To achieve this, the Burj al-Arab does employ technology to capture creativity, displayed in the indoor and outdoor choreographed landscapes of waterfalls and fountains that spout fire as well as water.

About 3,500 jobs were created during construction of the building. Since completion it has stimulated many thousands more direct and indirect employment opportunities. It is an asset in Dubai’s hotel stock, and strengthens the emirate’s claim to be the Gulf’s business and financial hub in the global marketplace. It stands as a record of state-of-the-art architectural and engineering technologies.

Less opulent but no less impressive examples of Arab employment of technology are found across North Africa, on the eastern shores of the Mediterranean and elsewhere in the Gulf.

Some show how technologies are employed as tools to develop local resources or traditional industries. Some demonstrate how Arab states have used technology to build a stock of producing firms capable of winning business from competitors based in more mature manufacturing nations. Some show how technology has spawned economic opportunities for a new generation of Arab entrepreneurs.

So the answer to Sheikh Mohammed’s question is “no”. It is not too much for Arab countries to find a way forward through technology. But, sadly, it is all too rare that they are doing so.

If the speeches delivered by representatives at the October 2002 ministerial Arab ICT Summit at Burj al-Arab are anything to go by, governments are bogged down by a wide range of problems, which many officials blame for the lack of a framework within which technology can be employed to release a host of social and economic benefits.

Masters of problem diagnosis

The catalogue of problems faced by Arab policy makers concerned with technology can be placed in dozens of perspectives. In November 1999, the United Nations Industrial Development Organization (UNIDO) held in Cairo an Arab regional forum on industry entitled “Adoption of new technologies and industrial policies: linking the Arab regional markets with the industrialized world”.

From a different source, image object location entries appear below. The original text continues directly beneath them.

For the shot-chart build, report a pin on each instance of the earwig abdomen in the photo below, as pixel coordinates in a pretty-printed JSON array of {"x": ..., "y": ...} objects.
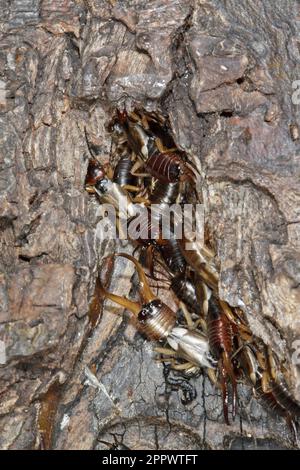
[
  {"x": 122, "y": 173},
  {"x": 202, "y": 263},
  {"x": 164, "y": 166},
  {"x": 269, "y": 399},
  {"x": 164, "y": 193},
  {"x": 95, "y": 173},
  {"x": 156, "y": 320},
  {"x": 172, "y": 256},
  {"x": 186, "y": 292},
  {"x": 219, "y": 330}
]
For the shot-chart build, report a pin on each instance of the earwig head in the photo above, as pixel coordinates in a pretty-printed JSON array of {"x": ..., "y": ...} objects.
[
  {"x": 95, "y": 177},
  {"x": 122, "y": 116}
]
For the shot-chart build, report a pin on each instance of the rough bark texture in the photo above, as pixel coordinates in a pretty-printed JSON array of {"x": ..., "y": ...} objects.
[{"x": 223, "y": 72}]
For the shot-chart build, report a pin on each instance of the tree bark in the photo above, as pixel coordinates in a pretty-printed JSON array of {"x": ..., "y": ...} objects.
[{"x": 72, "y": 373}]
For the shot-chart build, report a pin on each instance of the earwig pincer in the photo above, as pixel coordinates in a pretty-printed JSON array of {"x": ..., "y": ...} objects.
[
  {"x": 271, "y": 388},
  {"x": 220, "y": 333},
  {"x": 122, "y": 173},
  {"x": 158, "y": 323}
]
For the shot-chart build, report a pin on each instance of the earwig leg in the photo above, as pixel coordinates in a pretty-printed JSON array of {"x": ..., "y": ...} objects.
[
  {"x": 293, "y": 427},
  {"x": 184, "y": 366},
  {"x": 165, "y": 351},
  {"x": 109, "y": 171},
  {"x": 272, "y": 364},
  {"x": 141, "y": 200},
  {"x": 163, "y": 149},
  {"x": 121, "y": 234},
  {"x": 203, "y": 324},
  {"x": 187, "y": 315},
  {"x": 224, "y": 388},
  {"x": 146, "y": 293},
  {"x": 230, "y": 372},
  {"x": 131, "y": 188},
  {"x": 212, "y": 376},
  {"x": 135, "y": 167},
  {"x": 145, "y": 122},
  {"x": 141, "y": 175}
]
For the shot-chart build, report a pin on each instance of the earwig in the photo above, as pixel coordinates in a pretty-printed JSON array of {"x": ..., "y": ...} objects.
[
  {"x": 272, "y": 389},
  {"x": 220, "y": 334},
  {"x": 167, "y": 166},
  {"x": 157, "y": 322},
  {"x": 164, "y": 193},
  {"x": 96, "y": 174},
  {"x": 116, "y": 445},
  {"x": 185, "y": 291},
  {"x": 96, "y": 182},
  {"x": 171, "y": 254},
  {"x": 201, "y": 261},
  {"x": 122, "y": 173}
]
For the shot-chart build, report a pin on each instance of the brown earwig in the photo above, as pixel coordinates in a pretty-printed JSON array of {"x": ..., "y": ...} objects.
[
  {"x": 168, "y": 166},
  {"x": 220, "y": 334},
  {"x": 171, "y": 254},
  {"x": 95, "y": 175},
  {"x": 109, "y": 192},
  {"x": 158, "y": 322},
  {"x": 201, "y": 260},
  {"x": 272, "y": 389},
  {"x": 164, "y": 193},
  {"x": 154, "y": 319},
  {"x": 122, "y": 173}
]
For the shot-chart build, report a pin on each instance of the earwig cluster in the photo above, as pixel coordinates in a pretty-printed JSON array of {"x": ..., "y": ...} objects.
[{"x": 215, "y": 337}]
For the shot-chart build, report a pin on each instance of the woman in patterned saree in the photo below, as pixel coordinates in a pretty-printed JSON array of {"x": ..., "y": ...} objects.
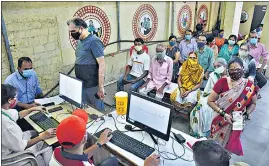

It summarized the problems by concluding that the Arab region faced a “wide milieu of problems due to underdeveloped science and technology infrastructure, lack of large private industries with their own research and development (R&D;) activities, insufficient numbers of trained personnel and tested strategies for technological development”.

The forum added: “It also has insufficient economic diversity for stable growth and inadequate capacity to handle the technological growth in competitive areas. Part of the problems result from the lack of knowledge on adaptation of available science and technology potential to the needs of their economies.”

Very little seems to have changed since then – except perhaps that there is greater recognition that the problems restricting the development of technical knowledge in the Arab world are rooted much more deeply than in the higher education and industrial sectors.

“Illiteracy is a catastrophe,” says Raafat Radwan, chairman of Egypt’s Cabinet Information and Decision Support Centre. He argues that the inability to read or write prevents people from using, let alone creating, technology and automatically puts them on the wrong side of the “digital divide” that separates those who are ICT literate from those who are not.

“Infrastructure is no good without people,” says Farid Metwaly, general manager of IBM for the Middle East, Egypt and Pakistan. He believes that “developing the human element is the most important aspect” in promoting ICT literacy.

But there is a conundrum. Technology has a habit of spawning new devices and processes and making others redundant. So a skill acquired today might be of no value tomorrow. Yet while it is impossible to predict what technologies will be used in the future, it is certain that all professions and trades will increasingly rely on technology.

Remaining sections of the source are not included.